Cyberhacking was a source of tension between Washington and Beijing even before Edward Snowden made his revelations of serial snooping by US security services. Now he details Chinese targets.
Mr Snowden is still in Hong Kong. And rather than disappearing quietly, the whistleblower has ratcheted up tensions between America and China by telling a state-run newspaper that the US has been hacking computers in China and Hong Kong for the last four years.
In another far-reaching interview with the South China Morning Post, Mr Snowden alleges that targets of US hacking in Hong Kong include the University of Hong Kong, public officials, businesses and students.
That is no small claim. The University of Hong Kong hosts the Hong Kong internet Exchange, the main hub for the city’s internet traffic. Set up in 1995, it allows all data between local servers to be routed locally instead of having to pass through exchanges in other countries, including the US.
But Mr Snowden told the South China Morning Post: “We hack network backbones – like huge internet routers, basically – that gives us access to the communications of hundreds of thousands of computers without having to hack every single one.”
He believes there are more than 61,000 NSA hacking operations globally with hundreds targeted in Hong Kong and China.
We hack network backbones – like huge internet routers, basically – that gives us access to the communications of hundreds of thousands of computers without having to hack every single one. – Edward Snowden
The tone of the comments have led to speculation that Mr Snowden is seeking asylum in Hong Kong or looking for state protection from Beijing.

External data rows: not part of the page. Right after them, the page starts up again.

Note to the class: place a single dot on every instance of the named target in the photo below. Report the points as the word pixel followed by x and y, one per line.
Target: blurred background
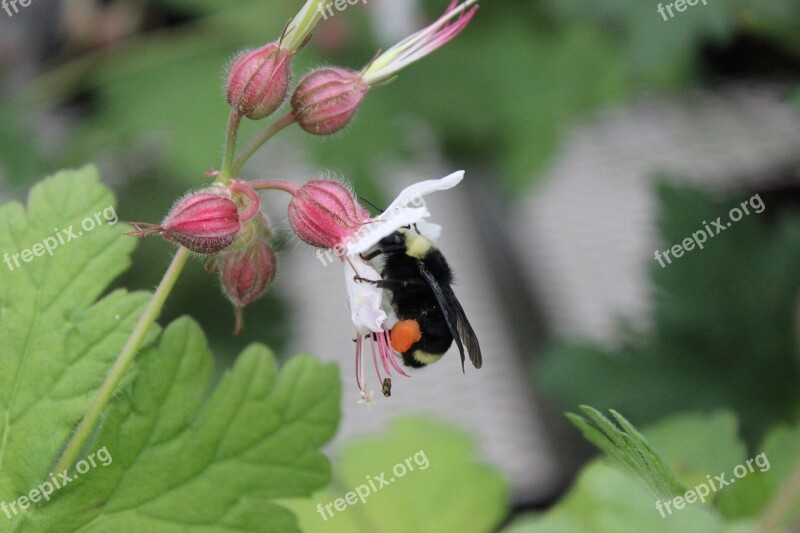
pixel 593 133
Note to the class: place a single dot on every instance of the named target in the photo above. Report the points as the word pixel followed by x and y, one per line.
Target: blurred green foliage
pixel 723 331
pixel 697 448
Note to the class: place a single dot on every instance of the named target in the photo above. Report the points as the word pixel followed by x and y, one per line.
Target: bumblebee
pixel 430 316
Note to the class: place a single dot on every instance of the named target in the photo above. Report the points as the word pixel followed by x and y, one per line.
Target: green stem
pixel 227 172
pixel 275 185
pixel 783 504
pixel 109 386
pixel 286 120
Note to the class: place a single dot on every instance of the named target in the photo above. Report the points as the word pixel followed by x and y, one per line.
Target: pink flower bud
pixel 324 214
pixel 203 222
pixel 258 80
pixel 246 274
pixel 327 98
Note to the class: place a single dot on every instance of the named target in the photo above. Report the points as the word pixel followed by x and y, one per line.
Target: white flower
pixel 366 299
pixel 407 209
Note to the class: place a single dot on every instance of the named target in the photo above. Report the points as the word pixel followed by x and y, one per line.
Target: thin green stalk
pixel 286 120
pixel 126 356
pixel 226 172
pixel 274 185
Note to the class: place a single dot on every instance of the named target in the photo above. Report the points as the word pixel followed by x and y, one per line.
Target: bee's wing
pixel 457 322
pixel 465 331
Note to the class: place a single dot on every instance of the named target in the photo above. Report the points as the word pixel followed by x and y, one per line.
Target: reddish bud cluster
pixel 204 222
pixel 326 99
pixel 324 213
pixel 258 80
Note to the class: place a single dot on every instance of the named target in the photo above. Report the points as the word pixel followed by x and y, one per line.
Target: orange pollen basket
pixel 404 334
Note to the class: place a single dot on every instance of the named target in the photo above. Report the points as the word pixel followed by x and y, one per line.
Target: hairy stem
pixel 286 120
pixel 227 172
pixel 274 185
pixel 126 356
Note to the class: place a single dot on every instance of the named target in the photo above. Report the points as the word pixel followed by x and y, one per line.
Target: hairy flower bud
pixel 203 222
pixel 258 80
pixel 327 99
pixel 246 274
pixel 323 213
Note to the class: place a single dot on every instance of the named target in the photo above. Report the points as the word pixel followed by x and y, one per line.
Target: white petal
pixel 366 299
pixel 408 208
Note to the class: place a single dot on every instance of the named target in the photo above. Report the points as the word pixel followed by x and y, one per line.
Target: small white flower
pixel 366 299
pixel 407 209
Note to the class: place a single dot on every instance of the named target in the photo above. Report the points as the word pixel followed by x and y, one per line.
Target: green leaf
pixel 623 442
pixel 434 483
pixel 56 342
pixel 697 445
pixel 182 462
pixel 608 500
pixel 723 333
pixel 777 459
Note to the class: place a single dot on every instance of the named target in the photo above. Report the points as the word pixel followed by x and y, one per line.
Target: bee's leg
pixel 392 284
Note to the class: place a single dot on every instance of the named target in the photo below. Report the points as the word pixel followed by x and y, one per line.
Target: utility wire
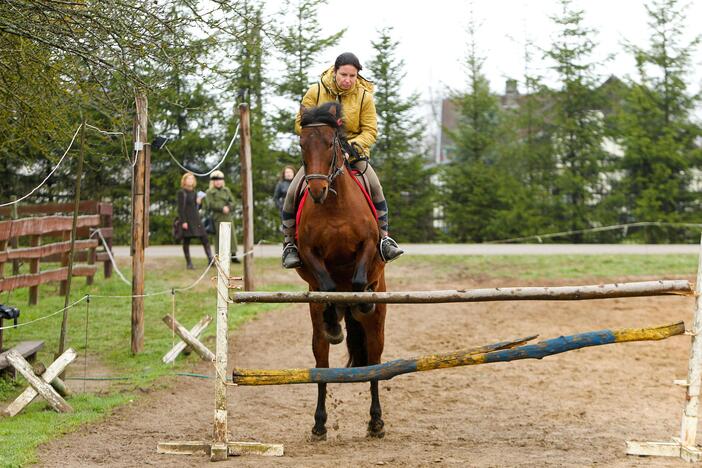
pixel 13 202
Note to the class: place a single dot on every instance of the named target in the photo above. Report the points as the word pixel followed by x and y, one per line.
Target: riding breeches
pixel 376 194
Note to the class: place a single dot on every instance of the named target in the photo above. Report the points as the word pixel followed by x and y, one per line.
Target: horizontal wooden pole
pixel 499 352
pixel 86 207
pixel 35 279
pixel 45 225
pixel 555 293
pixel 46 250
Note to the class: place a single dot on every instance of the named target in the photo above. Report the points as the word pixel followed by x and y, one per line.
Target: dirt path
pixel 573 409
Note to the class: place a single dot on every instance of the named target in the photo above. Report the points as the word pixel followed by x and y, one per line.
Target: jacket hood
pixel 327 79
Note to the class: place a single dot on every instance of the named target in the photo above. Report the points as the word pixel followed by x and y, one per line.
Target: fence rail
pixel 56 222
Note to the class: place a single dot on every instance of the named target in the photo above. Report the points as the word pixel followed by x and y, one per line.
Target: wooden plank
pixel 34 280
pixel 104 209
pixel 2 261
pixel 219 431
pixel 53 371
pixel 40 386
pixel 64 263
pixel 688 426
pixel 34 241
pixel 46 225
pixel 25 348
pixel 557 293
pixel 247 197
pixel 185 335
pixel 653 449
pixel 138 227
pixel 86 206
pixel 234 449
pixel 86 231
pixel 59 385
pixel 391 369
pixel 196 331
pixel 46 251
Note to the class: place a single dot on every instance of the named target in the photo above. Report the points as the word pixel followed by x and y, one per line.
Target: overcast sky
pixel 433 37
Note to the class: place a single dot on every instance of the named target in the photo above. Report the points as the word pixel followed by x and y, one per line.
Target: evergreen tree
pixel 471 183
pixel 578 128
pixel 247 84
pixel 190 117
pixel 397 155
pixel 657 128
pixel 300 45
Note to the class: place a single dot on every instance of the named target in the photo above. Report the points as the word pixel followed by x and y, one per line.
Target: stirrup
pixel 389 250
pixel 291 258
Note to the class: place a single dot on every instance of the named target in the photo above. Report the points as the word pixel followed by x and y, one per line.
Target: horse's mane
pixel 322 114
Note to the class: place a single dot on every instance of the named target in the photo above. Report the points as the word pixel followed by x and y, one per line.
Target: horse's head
pixel 321 148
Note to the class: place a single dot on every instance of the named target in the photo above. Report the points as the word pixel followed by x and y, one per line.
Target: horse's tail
pixel 355 341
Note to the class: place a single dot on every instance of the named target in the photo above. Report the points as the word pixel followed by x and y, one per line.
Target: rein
pixel 334 171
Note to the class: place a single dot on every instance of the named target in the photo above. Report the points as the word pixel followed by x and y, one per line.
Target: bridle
pixel 334 171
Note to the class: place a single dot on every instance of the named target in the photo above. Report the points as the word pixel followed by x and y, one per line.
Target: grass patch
pixel 102 331
pixel 530 267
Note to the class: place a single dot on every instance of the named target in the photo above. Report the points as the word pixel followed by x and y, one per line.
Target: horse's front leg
pixel 332 328
pixel 359 282
pixel 373 326
pixel 320 348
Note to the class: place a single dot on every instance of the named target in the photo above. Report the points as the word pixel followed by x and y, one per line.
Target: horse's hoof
pixel 334 339
pixel 376 429
pixel 362 310
pixel 315 437
pixel 333 333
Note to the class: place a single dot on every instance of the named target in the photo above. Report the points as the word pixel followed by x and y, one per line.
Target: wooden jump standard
pixel 498 352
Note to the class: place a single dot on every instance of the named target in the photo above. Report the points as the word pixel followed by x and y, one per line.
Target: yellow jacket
pixel 358 108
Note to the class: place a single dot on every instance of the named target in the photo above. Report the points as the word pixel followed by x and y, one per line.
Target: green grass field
pixel 107 328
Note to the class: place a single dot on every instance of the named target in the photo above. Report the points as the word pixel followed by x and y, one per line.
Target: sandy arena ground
pixel 573 409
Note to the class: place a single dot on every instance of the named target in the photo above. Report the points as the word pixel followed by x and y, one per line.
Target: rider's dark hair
pixel 322 114
pixel 347 58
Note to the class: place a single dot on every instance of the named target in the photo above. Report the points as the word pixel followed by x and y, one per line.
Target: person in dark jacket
pixel 188 203
pixel 281 188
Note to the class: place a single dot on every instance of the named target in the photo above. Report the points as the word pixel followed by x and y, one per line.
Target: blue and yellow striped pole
pixel 498 352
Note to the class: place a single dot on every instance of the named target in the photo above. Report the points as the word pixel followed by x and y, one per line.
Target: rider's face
pixel 346 76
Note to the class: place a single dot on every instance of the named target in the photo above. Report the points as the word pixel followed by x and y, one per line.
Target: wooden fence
pixel 52 222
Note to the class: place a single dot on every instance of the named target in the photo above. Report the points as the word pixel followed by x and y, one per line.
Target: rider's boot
pixel 388 248
pixel 291 257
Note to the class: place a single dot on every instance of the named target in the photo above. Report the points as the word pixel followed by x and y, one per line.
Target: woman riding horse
pixel 342 83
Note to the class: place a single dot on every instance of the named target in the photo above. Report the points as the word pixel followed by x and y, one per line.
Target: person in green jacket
pixel 219 203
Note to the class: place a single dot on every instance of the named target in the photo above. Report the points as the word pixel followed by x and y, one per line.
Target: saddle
pixel 301 194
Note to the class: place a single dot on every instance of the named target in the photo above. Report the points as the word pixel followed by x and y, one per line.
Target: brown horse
pixel 337 239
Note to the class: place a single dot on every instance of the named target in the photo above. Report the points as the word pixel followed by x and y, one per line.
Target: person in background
pixel 281 188
pixel 188 214
pixel 219 203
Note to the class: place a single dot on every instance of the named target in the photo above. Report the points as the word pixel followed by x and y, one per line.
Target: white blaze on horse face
pixel 346 76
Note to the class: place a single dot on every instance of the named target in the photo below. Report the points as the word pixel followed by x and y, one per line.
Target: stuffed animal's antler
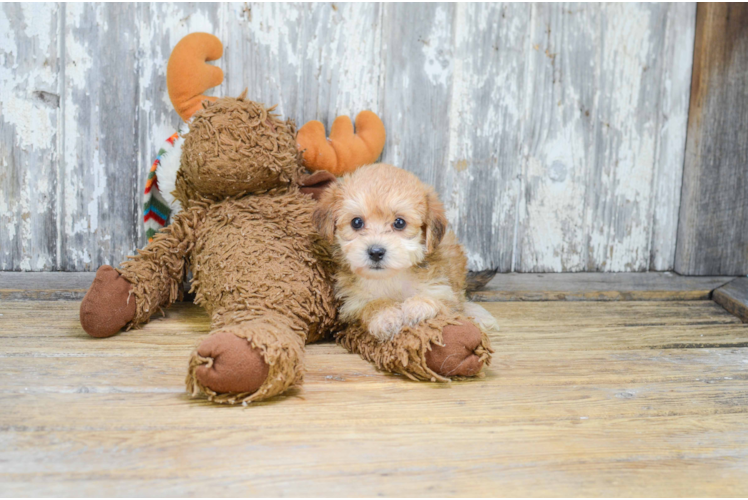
pixel 188 75
pixel 344 151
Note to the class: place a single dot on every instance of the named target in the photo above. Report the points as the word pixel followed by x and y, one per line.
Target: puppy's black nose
pixel 376 253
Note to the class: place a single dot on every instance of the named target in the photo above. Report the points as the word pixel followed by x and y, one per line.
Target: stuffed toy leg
pixel 435 350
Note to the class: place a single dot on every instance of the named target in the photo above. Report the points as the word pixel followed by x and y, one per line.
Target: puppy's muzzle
pixel 376 253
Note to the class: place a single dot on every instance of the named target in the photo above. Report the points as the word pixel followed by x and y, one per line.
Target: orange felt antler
pixel 344 151
pixel 188 75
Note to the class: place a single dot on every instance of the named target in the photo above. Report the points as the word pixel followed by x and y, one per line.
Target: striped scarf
pixel 156 210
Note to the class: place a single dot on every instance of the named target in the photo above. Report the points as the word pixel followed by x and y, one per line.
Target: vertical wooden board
pixel 675 85
pixel 100 206
pixel 418 53
pixel 29 113
pixel 479 182
pixel 592 135
pixel 713 226
pixel 161 26
pixel 315 60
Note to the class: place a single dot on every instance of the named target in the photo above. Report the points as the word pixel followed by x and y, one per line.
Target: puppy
pixel 398 264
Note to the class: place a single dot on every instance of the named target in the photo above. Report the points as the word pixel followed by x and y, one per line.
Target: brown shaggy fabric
pixel 107 306
pixel 233 364
pixel 407 353
pixel 236 146
pixel 258 266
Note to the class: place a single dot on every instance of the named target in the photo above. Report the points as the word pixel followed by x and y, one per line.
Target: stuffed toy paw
pixel 107 307
pixel 435 350
pixel 239 206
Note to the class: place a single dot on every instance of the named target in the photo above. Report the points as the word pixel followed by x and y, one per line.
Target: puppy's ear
pixel 436 222
pixel 323 217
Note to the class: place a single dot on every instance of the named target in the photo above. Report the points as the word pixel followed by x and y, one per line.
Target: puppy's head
pixel 383 219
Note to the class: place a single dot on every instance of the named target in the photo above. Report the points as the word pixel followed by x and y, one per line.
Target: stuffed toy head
pixel 234 146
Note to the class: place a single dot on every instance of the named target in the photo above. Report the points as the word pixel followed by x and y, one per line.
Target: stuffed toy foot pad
pixel 107 307
pixel 446 346
pixel 456 357
pixel 247 361
pixel 234 365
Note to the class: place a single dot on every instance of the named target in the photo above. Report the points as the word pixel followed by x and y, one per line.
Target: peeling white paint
pixel 545 136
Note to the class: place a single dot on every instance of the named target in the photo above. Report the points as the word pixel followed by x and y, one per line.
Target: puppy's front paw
pixel 386 323
pixel 417 309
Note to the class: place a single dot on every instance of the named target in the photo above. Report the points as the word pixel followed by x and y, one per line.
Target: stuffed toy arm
pixel 127 297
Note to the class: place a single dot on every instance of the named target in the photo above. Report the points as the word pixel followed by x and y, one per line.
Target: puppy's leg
pixel 482 318
pixel 383 318
pixel 420 308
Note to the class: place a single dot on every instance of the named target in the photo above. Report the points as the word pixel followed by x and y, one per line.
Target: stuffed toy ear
pixel 345 151
pixel 188 75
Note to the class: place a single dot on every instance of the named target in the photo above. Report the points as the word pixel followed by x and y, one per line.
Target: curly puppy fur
pixel 400 271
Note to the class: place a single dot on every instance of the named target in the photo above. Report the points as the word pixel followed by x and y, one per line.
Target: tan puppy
pixel 397 263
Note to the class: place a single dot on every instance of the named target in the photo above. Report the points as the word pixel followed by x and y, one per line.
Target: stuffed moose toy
pixel 258 267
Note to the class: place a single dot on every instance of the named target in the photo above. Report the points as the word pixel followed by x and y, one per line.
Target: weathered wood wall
pixel 713 232
pixel 555 133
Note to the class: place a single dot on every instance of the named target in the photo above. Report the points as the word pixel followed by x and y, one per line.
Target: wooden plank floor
pixel 583 399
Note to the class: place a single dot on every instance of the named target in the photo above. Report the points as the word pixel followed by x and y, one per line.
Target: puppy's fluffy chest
pixel 397 288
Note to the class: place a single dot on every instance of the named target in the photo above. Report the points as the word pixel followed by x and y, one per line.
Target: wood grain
pixel 598 286
pixel 554 133
pixel 734 297
pixel 590 161
pixel 502 287
pixel 713 229
pixel 583 399
pixel 30 68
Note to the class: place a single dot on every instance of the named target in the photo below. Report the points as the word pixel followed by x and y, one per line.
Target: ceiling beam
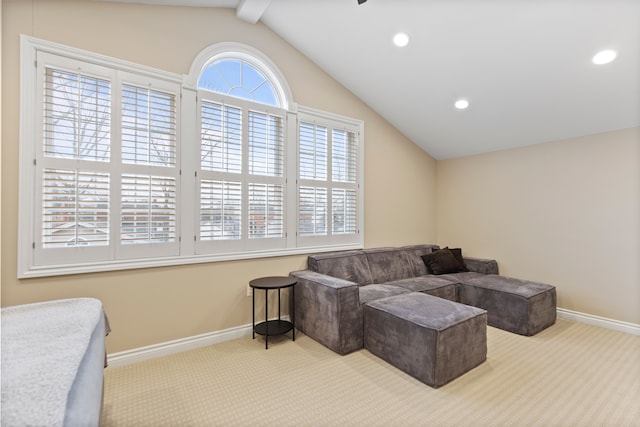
pixel 251 10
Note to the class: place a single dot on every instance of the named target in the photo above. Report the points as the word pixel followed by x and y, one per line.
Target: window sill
pixel 97 267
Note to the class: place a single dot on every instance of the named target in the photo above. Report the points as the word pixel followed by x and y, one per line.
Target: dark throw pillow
pixel 457 252
pixel 444 261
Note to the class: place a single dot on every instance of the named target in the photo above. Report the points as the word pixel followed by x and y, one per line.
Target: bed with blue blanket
pixel 53 357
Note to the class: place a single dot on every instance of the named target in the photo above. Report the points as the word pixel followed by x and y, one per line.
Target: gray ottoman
pixel 515 305
pixel 430 338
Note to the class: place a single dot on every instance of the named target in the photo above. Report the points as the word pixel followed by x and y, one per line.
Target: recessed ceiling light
pixel 461 104
pixel 604 56
pixel 401 39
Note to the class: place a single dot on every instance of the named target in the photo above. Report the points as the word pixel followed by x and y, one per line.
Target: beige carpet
pixel 568 375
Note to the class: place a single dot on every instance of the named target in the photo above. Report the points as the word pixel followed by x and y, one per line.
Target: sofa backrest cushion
pixel 388 264
pixel 347 265
pixel 414 255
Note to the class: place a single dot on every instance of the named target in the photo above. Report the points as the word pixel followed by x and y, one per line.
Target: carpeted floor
pixel 568 375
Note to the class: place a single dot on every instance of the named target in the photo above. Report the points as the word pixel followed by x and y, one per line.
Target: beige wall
pixel 566 213
pixel 161 304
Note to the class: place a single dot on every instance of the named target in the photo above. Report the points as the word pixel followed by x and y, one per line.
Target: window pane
pixel 313 151
pixel 77 116
pixel 344 211
pixel 220 210
pixel 266 144
pixel 266 211
pixel 148 213
pixel 312 211
pixel 221 138
pixel 343 156
pixel 240 79
pixel 148 127
pixel 75 208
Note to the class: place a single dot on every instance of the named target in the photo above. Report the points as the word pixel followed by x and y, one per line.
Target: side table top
pixel 272 282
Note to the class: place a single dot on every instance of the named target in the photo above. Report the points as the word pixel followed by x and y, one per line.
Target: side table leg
pixel 266 318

But among certain quarters in the US, it has sparked wider fears that he could even be attempting to defect to China.
These latest revelations will be of great interest to China, which for the last two years has tried to defend itself from accusations that it hacks America’s computers and networks. That row first came to a head in November 2011 when US intelligence officials first accused China publicly for the first time of stealing America’s high-tech data for economic gain.
A slew of allegations followed. The Virginia cyber security firm Mandiant published a detailed report in February directly linking a secret Chinese military unit in Shanghai to years of cyber attacks against US companies.
Just days before the Prism scandal broke, authorities in Beijing were pressed on reports in the Washington Post that that Chinese hackers stole information from over two dozen weapons programs, including the Patriot missile system, the F-35 joint strike fighter, and the navy’s new littoral combat ship.
Much of America’s suspicion of China’s supposed cyber hacking stems from a fear that the emerging superpower is pursing a long-term strategy of modernising its military – and that cyber-espionage is a key tool in that effort. There are suspicions that China’s alleged theft of designs for the F-35 fighter is allowing Beijing to develop its version much faster.
But the latest Prism accusations have thrown everything into flux.
In a summit in California last week Barack Obama pushed Chinese President Xi Jinping to do more to address online theft of US-owned intellectual property. Mr Xi responded by saying China claimed no responsibility for alleged cyber espionage and that his country was also a victim of attacks.
Now Mr Snowden’s allegations may have handed China the perfect smoking gun with which to back up that claim.